If children are taught not the true religion sent by God, but idolatry and invented rules passed on from their ancestors, he will end up interfering with the lifestyles of everyone else, and try to impose his choices and lifestyle on everyone else. They will even believe that those who do not believe in their radical system, which has no place in the Qur'an, should be 'fought against' and thus will adopt a perverse path.
However, the Qur'an is very clear about what is allowed and what is banned. The number of things God forbids for people is very few; all the world except for these few unlawful things are lawful. Consequently, living by the religious morality is very easy. Muslims are free to the utmost within these borders that God set. In the Qur'an, God explains: "He does not desire difficulty for you" (Surat al-Baqara, 185).
Just like in many Arabic countries in the Middle East, lack of education which plagues mostly women, form the basis of extremist movements. Half of the female population of Yemen is illiterate and while they are raised as Muslims, they cannot read the Qur'an. They can learn about their religion only from the people around them. Some of them know Islam only to the extent that they have been taught by their families and mistake extremism for 'real Islam'. And because they can't read, they cannot check to see if what they are told is really in the Qur'an or not. This is surely not their fault. All because of this, many women accept to be seen as 'second-class citizens' due to the superstitions shown as a part of religion. Surely this is not all. The children raised by such women also grow up under the influence of a similar ideology and when they hold a position in the society, they work to keep this flawed ideology alive.
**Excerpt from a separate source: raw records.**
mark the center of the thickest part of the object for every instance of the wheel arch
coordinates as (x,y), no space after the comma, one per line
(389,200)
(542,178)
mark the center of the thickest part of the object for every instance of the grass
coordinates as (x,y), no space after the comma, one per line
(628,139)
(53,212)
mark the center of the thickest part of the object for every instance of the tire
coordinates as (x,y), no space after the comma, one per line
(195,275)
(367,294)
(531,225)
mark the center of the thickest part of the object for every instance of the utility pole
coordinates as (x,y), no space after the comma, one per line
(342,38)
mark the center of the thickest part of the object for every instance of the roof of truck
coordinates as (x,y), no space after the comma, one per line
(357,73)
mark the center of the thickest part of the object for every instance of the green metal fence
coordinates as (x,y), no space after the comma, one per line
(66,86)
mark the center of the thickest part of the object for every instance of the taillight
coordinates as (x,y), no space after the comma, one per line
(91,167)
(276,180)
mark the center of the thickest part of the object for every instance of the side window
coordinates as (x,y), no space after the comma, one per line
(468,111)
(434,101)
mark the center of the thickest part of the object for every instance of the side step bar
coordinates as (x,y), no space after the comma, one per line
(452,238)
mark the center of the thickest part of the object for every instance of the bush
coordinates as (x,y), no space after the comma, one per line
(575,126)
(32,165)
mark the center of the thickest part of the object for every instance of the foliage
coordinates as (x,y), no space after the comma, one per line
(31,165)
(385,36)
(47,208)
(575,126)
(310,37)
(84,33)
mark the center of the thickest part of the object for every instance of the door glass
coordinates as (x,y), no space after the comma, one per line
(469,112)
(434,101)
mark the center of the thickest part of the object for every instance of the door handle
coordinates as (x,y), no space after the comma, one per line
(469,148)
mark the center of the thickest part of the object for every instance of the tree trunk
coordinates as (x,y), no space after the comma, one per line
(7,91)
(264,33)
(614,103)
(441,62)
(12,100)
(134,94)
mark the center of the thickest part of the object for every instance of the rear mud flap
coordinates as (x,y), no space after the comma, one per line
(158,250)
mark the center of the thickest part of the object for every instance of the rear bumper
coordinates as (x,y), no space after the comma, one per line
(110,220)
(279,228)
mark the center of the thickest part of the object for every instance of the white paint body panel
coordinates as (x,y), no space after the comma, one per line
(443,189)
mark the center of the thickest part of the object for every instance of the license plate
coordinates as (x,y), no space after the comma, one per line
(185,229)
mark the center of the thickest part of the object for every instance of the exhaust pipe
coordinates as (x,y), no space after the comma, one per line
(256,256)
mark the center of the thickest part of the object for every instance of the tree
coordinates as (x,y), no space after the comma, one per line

It is crucial that the Fact of Creation, the basis of all Divine religions, is added to the curriculum as a rebuttal to the theory of evolution. Compassion, love, respect, understanding, reason, forgiveness and other virtues cannot be reasonably expected from people who are raised with the lie that he is an advanced form of apes. Therefore it is of paramount importance that people are taught that 'all humans are valuable beings with souls,' who are created for a certain purpose like the rest of the universe.